Marlin bufou largando o seu livro no chão e subiu as escadas rapidamente indo para o seu quarto.
— Octavia, eu…
— Eu sei o que você vai dizer, querida. Mas está tudo bem, o.k? Você ainda não conhece o local e as pessoas.
Parece que ela já sabia o que eu iria dizer. Claro, eu não estava arrependida de ter falado todas aquelas coisas, mas não gosto de ver as pessoas chateadas de alguma forma comigo.
— Venha comigo, querida. Irei lhe dar algumas roupas antes de dormir.
Eu subi as escadas junto com a Octavia e ela me levou até o seu quarto. Abriu o seu imenso guarda-roupa, tirou de lá uns 15 vestidos e colocou em minhas mãos.
— Esses vestidos são um pouco antigos. Eu usava antes de Charlie e Marlin nascer, então, acho que irá servir em você. — Ela sorriu.
— Obrigada, senhorita Octavia.
— Não precisa me agradecer. Agora, vá para o quarto e tente descansar um pouco. Esse dia foi corrido.
Eu concordei e me despedi dela. Andei pelo longo corredor e entrei na última porta do mesmo, onde ficava o quarto que eu estava antes. Ele era grande, eu poderia dizer que daria para pôr mais uma cama naquele espaço. O guarda-roupa tinha um tamanho bom para mim, afinal, eu não tinha tantas roupas assim.
Após guardar os vestidos de Octavia, pude escutar um barulho familiar ecoar pelos meus ouvidos.
Pling, pling! Pling, pling!
Meu celular!
Corri até onde eu tinha deixado pela última vez e sem nem ver quem era, atendi de imediato rezando mentalmente para que fosse o meu pai ou a Eadlyn.
— Alô? — Falei em um tom desesperado.
— Ah! Vejo que você está se acostumando com a família Lawford, Rose.

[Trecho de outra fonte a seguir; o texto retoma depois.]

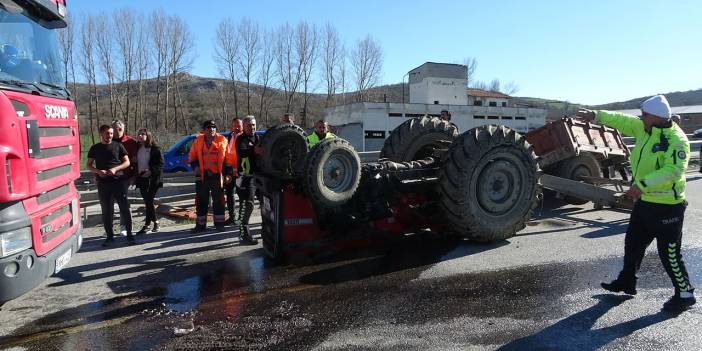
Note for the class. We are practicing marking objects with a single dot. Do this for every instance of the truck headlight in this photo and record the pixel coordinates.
(15, 241)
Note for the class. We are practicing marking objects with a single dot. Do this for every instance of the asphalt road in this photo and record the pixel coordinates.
(538, 290)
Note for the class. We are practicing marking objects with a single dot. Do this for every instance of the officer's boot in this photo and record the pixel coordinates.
(245, 236)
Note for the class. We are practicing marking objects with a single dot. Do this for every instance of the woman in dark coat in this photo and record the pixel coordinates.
(149, 177)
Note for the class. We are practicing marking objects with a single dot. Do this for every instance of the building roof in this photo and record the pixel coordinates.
(484, 93)
(676, 110)
(437, 70)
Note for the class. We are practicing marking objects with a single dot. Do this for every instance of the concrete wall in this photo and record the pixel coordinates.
(438, 83)
(442, 91)
(372, 122)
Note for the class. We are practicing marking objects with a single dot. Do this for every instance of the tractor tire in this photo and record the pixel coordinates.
(417, 138)
(285, 147)
(573, 168)
(489, 184)
(332, 174)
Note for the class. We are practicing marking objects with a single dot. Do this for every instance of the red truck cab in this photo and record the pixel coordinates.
(40, 228)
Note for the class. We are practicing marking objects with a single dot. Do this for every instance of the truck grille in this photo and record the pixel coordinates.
(54, 131)
(52, 194)
(53, 172)
(54, 152)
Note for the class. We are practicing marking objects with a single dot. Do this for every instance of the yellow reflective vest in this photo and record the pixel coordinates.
(659, 159)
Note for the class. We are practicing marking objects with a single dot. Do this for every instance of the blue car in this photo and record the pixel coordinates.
(175, 159)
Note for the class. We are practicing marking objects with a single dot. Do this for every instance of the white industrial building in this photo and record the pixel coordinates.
(432, 87)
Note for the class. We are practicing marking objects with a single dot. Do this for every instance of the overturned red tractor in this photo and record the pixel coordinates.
(481, 185)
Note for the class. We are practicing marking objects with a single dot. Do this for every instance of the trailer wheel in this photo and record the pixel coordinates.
(332, 173)
(583, 165)
(417, 138)
(284, 150)
(489, 183)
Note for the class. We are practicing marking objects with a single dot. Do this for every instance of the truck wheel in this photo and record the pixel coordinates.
(332, 173)
(417, 138)
(284, 150)
(489, 183)
(583, 165)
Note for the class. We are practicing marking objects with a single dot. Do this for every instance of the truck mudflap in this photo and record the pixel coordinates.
(24, 271)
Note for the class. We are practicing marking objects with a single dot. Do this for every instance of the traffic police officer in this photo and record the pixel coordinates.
(207, 157)
(231, 160)
(658, 163)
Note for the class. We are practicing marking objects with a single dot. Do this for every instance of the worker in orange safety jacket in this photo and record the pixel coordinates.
(211, 162)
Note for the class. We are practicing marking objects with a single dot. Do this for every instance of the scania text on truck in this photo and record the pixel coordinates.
(40, 227)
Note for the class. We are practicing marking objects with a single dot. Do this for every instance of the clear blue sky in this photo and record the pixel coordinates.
(589, 52)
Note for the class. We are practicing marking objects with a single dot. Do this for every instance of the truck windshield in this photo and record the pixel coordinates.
(29, 56)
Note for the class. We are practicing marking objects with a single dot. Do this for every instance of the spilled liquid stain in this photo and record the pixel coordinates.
(233, 305)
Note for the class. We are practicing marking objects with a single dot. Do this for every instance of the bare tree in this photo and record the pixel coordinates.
(265, 74)
(343, 74)
(367, 64)
(222, 101)
(471, 64)
(226, 51)
(157, 25)
(86, 60)
(104, 44)
(332, 55)
(306, 45)
(180, 59)
(143, 63)
(126, 37)
(248, 55)
(288, 67)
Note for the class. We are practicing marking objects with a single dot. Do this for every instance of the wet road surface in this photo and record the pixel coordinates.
(539, 290)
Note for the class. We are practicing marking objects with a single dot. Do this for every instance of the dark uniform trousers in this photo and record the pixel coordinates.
(229, 192)
(108, 193)
(664, 223)
(203, 188)
(246, 192)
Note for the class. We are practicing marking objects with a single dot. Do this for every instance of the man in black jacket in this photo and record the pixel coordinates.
(149, 177)
(108, 160)
(247, 150)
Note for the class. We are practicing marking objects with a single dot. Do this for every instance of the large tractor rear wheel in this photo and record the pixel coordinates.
(284, 150)
(583, 165)
(332, 174)
(489, 183)
(417, 138)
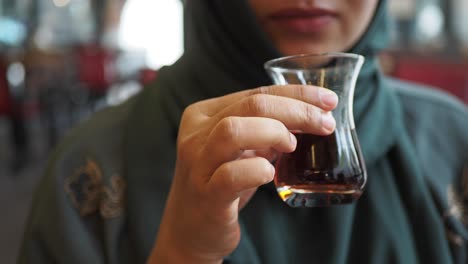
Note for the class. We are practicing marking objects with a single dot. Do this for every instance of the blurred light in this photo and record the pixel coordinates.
(430, 21)
(154, 27)
(121, 92)
(61, 3)
(12, 32)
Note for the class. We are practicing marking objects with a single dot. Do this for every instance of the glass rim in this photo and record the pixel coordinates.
(270, 64)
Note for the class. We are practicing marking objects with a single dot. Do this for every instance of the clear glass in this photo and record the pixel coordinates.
(323, 170)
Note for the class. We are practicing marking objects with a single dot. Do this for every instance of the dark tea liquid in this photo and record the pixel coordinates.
(314, 175)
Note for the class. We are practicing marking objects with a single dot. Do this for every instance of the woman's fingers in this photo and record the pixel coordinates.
(318, 96)
(234, 177)
(294, 114)
(232, 135)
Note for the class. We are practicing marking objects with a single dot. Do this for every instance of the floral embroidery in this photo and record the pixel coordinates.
(88, 193)
(458, 199)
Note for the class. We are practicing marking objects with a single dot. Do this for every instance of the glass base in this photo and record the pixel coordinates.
(296, 197)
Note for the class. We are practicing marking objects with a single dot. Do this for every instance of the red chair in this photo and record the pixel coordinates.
(95, 68)
(446, 75)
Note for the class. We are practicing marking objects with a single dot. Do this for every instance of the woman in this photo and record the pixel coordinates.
(175, 177)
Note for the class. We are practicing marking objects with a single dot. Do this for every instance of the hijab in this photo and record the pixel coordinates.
(225, 49)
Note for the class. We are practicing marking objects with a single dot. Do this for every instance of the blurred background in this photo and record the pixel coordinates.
(61, 60)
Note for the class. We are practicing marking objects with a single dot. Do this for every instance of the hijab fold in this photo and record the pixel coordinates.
(224, 52)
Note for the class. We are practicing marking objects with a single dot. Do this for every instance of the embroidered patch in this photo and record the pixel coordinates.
(458, 199)
(88, 193)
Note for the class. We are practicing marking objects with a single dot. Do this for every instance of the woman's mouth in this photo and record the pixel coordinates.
(303, 21)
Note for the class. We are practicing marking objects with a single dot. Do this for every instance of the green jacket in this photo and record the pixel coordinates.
(80, 212)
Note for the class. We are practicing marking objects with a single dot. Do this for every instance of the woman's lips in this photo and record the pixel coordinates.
(303, 20)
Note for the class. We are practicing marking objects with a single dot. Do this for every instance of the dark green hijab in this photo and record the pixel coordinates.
(394, 221)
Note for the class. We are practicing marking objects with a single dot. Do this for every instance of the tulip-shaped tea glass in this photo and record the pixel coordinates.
(323, 170)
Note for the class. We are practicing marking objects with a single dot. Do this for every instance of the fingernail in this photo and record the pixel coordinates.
(293, 139)
(328, 122)
(328, 97)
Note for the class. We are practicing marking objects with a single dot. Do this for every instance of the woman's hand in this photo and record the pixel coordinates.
(223, 151)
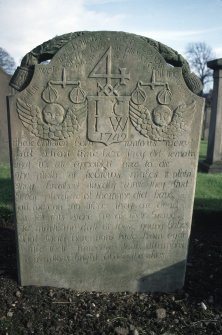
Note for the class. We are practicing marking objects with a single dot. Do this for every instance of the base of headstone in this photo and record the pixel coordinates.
(205, 166)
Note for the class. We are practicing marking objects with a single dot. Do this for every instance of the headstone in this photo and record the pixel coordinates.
(206, 123)
(213, 162)
(4, 91)
(104, 160)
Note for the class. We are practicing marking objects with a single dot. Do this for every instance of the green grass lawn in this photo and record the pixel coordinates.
(208, 195)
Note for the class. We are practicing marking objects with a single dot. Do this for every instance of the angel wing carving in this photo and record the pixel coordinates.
(53, 122)
(161, 123)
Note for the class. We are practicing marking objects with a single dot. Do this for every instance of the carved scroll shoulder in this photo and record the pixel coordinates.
(48, 49)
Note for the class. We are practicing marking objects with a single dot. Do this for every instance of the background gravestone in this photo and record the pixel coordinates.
(4, 91)
(213, 162)
(104, 163)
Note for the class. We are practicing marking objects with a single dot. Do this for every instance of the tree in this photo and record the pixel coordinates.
(198, 54)
(6, 61)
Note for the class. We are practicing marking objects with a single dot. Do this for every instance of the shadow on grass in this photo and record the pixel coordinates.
(8, 264)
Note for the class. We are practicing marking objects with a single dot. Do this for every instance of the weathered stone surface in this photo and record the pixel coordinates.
(104, 162)
(4, 91)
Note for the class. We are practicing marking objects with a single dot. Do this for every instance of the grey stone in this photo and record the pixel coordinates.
(213, 162)
(161, 313)
(104, 149)
(4, 91)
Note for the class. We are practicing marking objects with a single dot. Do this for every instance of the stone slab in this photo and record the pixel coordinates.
(104, 164)
(4, 91)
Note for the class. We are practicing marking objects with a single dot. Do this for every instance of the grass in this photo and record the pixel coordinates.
(208, 197)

Ah não. Essa mulher estranha não.
— Quando você vai me tirar daqui?
— Bem… Ainda vai demorar um pouquinho. Tenho que ver como as coisas estão indo.

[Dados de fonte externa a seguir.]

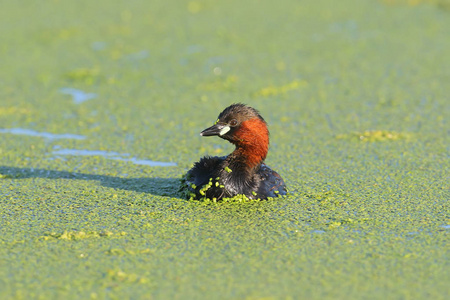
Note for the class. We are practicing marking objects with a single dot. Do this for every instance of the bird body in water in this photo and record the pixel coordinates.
(243, 172)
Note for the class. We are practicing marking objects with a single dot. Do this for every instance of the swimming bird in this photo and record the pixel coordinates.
(242, 172)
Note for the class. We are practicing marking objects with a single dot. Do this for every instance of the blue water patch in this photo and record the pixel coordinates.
(78, 96)
(114, 156)
(51, 136)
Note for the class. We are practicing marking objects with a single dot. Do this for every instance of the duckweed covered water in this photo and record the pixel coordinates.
(356, 97)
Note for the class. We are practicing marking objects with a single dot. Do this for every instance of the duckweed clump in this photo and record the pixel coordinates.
(366, 216)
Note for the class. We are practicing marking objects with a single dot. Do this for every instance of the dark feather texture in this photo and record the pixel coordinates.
(243, 172)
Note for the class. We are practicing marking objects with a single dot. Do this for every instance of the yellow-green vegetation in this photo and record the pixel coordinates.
(375, 136)
(367, 214)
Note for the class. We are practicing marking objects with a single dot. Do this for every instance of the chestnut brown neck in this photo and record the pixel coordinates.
(252, 143)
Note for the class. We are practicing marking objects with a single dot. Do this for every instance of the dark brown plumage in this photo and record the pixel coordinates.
(242, 172)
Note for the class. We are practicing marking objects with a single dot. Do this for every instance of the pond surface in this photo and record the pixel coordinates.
(356, 97)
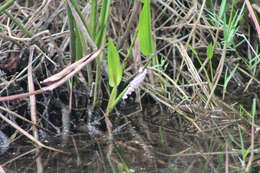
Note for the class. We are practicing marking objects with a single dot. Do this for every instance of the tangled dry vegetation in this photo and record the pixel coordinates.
(188, 115)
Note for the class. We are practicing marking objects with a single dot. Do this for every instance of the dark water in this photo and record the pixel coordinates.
(143, 141)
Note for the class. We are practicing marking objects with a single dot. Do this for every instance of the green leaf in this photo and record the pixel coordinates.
(144, 30)
(114, 68)
(210, 51)
(111, 100)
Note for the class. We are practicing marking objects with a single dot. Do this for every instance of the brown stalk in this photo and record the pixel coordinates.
(59, 78)
(33, 110)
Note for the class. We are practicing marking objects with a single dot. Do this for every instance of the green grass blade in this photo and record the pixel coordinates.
(114, 68)
(144, 30)
(6, 5)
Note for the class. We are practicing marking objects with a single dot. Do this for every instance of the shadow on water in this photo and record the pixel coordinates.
(150, 140)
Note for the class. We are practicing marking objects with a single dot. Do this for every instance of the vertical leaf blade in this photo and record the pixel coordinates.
(114, 68)
(144, 30)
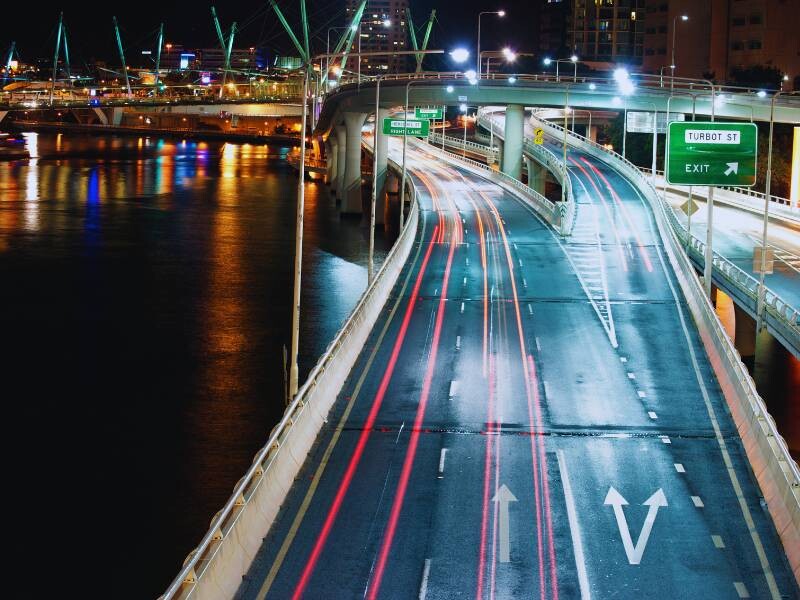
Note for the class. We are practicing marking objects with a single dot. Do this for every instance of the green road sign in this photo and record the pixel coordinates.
(415, 127)
(712, 153)
(429, 113)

— Você não pode simplesmente me levar até aquele lago e me tirar daqui?
— Não. — Ela riu. — Eu sigo ordens.
— Então por quê me ligou?
— Eu queria te avisar para não se meter em problemas. Apenas fique com os Lawford e pronto.

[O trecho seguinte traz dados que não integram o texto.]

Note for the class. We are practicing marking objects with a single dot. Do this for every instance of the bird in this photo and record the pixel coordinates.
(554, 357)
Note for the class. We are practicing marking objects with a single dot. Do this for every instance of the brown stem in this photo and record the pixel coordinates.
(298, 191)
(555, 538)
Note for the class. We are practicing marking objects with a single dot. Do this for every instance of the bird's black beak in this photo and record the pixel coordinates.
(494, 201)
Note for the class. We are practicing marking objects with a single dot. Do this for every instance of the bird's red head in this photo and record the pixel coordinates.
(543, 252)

— Eu não estou me metendo em problemas.
— Você brigou com o senhor William e todo mundo viu!
— Eu não iria deixar ele falar aquelas coisas estúpidas!
— Não importa. Apenas não seja tão grosseira, sim?
— Tá, tá.
— Eu vou desligar agora.
– Antes de você desligar, você poderia dar uma passada na casa do meu pai? Para pelo menos ver se ele está bem?
– Ei, não se preocupe tanto com isso. Ele vai estar bem quando você voltar. — Eu tinha a impressão de que ela tinha dado um pequeno sorriso. — Até logo, querida. Durma bem.
Após a ligação ser encerrada, eu guardei o celular novamente dentro do guarda-roupa. Tantas coisas aconteceram hoje que eu até tinha me esquecido que estava no século 19.
Dei um suspiro baixo e tiro os meus sapatos apertados antes de me deitar naquela cama enorme e confortável.
Eu não sabia quanto tempo eu iria ficar naquele lugar, muito menos o que iria acontecer no decorrer, mas uma coisa eu tinha certeza: A minha vida nunca seria como antes.